Imposible no recordar el papelón que le llevó a ganar el Óscar en 1999 con American beauty, la película dirigida por Sam Mendes, en donde éste cogía a la clase media americana de la pechera y la sometía a un vapuleo inmisericorde de principio a fin. Y donde Spacey interpretaba a Lester, un cuarentón desengañado y aburrido de su cómoda vida de casa con jardín, barbacoa y esposa pluscuamperfecta, y que sólo encuentra un aliciente que le haga salir de su desidia cuando ve posibilidades de seducir a una rubísima ninfa adolescente, amiga de sus hija, a la que se imagina flotando en un bañera gigante envuelta en pétalos de rosa, icónico cartel de la película que a más de uno y más de dos nos animó a comprar las entradas.

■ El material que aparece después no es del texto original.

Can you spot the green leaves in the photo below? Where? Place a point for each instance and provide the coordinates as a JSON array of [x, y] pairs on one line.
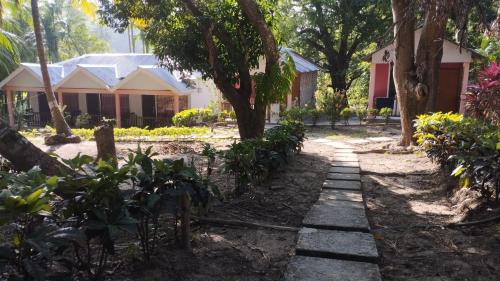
[[468, 146]]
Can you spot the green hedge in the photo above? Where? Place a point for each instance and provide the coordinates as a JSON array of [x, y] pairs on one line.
[[468, 146], [88, 134], [192, 117], [255, 159]]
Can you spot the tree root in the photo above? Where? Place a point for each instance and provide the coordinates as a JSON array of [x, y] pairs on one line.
[[245, 224], [447, 225]]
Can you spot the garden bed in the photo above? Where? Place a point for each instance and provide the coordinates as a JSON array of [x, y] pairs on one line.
[[241, 253], [405, 190]]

A partir de entonces, Spacey ingresó en el Olimpo y no paró: aunque algunos crean que sólo ha hecho House of cards, Kevin Spacey lo bordó previamente en Seven, La vida secreta de David Gale o L.A. Confidencial, convirtiéndose en uno de los mejores pagados de Hollywood. Hasta hoy. Bienvenido al infierno, Kevin: ya no volverás a encarnar a ese cabrón con patas que era Frank Underwood. Y aunque ya estaba terminada, Ridley Scott ha decidido «borrarle» de su última película pendiente de estreno y volver a filmar sus secuencias con otro actor.

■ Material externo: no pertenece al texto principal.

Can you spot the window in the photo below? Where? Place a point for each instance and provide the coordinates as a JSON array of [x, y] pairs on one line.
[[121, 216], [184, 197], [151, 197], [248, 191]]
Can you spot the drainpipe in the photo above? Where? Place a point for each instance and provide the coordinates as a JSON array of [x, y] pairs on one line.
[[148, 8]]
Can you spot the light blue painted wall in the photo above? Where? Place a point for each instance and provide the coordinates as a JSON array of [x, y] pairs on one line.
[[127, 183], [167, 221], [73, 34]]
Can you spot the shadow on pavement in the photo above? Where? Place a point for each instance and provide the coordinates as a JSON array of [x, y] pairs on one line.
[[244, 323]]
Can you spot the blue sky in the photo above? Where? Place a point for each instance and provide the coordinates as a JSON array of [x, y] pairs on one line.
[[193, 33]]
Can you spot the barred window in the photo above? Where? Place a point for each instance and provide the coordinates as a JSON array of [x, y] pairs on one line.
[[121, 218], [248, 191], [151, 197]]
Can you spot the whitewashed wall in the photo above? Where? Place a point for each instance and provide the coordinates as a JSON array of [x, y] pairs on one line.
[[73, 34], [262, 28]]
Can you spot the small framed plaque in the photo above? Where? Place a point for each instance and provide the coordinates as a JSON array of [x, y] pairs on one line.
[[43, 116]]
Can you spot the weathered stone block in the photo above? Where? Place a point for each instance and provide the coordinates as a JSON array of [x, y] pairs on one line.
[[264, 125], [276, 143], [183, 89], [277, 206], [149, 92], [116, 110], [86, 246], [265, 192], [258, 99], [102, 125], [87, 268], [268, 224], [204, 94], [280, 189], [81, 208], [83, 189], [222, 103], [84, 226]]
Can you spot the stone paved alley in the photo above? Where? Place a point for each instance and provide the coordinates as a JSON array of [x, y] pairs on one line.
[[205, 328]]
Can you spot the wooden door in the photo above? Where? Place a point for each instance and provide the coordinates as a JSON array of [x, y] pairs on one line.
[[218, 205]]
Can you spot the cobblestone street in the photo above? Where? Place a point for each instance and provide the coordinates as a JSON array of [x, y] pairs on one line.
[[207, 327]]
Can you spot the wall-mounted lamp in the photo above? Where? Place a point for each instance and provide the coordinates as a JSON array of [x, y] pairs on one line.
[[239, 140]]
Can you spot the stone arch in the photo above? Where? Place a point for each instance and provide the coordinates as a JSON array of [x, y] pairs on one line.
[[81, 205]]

El mundo anglosajón es, además, tremebundo para estos asuntos: mientras no den el salto a las portadas de los periódicos bien, pero como lo hagan? te deja laminado para los restos, y algunas veces de manera excesiva: a principios de noviembre dimitía el ministro de interior británico Michael Fallon por haber puesto su mano en la rodilla de una periodista ?¡en 2002! Y de manera más dramática aún, el político galés Carl Sargeant se suicidaba esta semana tras haber sido apartado de su cargo por existir indicios de que podría haber realizado abusos sexuales, aún no desvelados.

Mientras tanto, en el cálido mediterráneo las cosas tienen otro parecer: no hace tanto que vimos las imágenes de todo un presidente de Italia como Berlusconi celebrando orgías en su villa de recreo. Y en otra área de juego, en España vemos cómo alguien como Imanol Aria -»progre» confeso y muy, muy de izquierdas de toda la vida, él - no le falta el trabajo y lo hemos visto de programa en programa haciendo promoción de sus últimas películas, a pesar de haber tenido el dinero en paraísos fiscales y haber hecho las mil tropelías con la producción de esa máquina de hacer dinero que ha sido Cuéntame.

Y ya de sexo ni hablamos, en España esas cosas no existen: aquí nadie de éxito (ni actores, ni cantantes, ni políticos, ni financieros, ni deportistas?) ha tenido jamás de los jamases esas desgraciadas conductas de Spacey y compañía. Y si las han tenido, no hay nadie que haga caso a quien las cuente. ¿Connivencia con los medios, laissez-faire de la sociedad en general, liberalidad pésimamente entendida? Entre el extremismo anglosajón y la miopía mediterránea permanente ¿hay algún término medio posible para estos asuntos? Lo dudo. Y Spacey, más?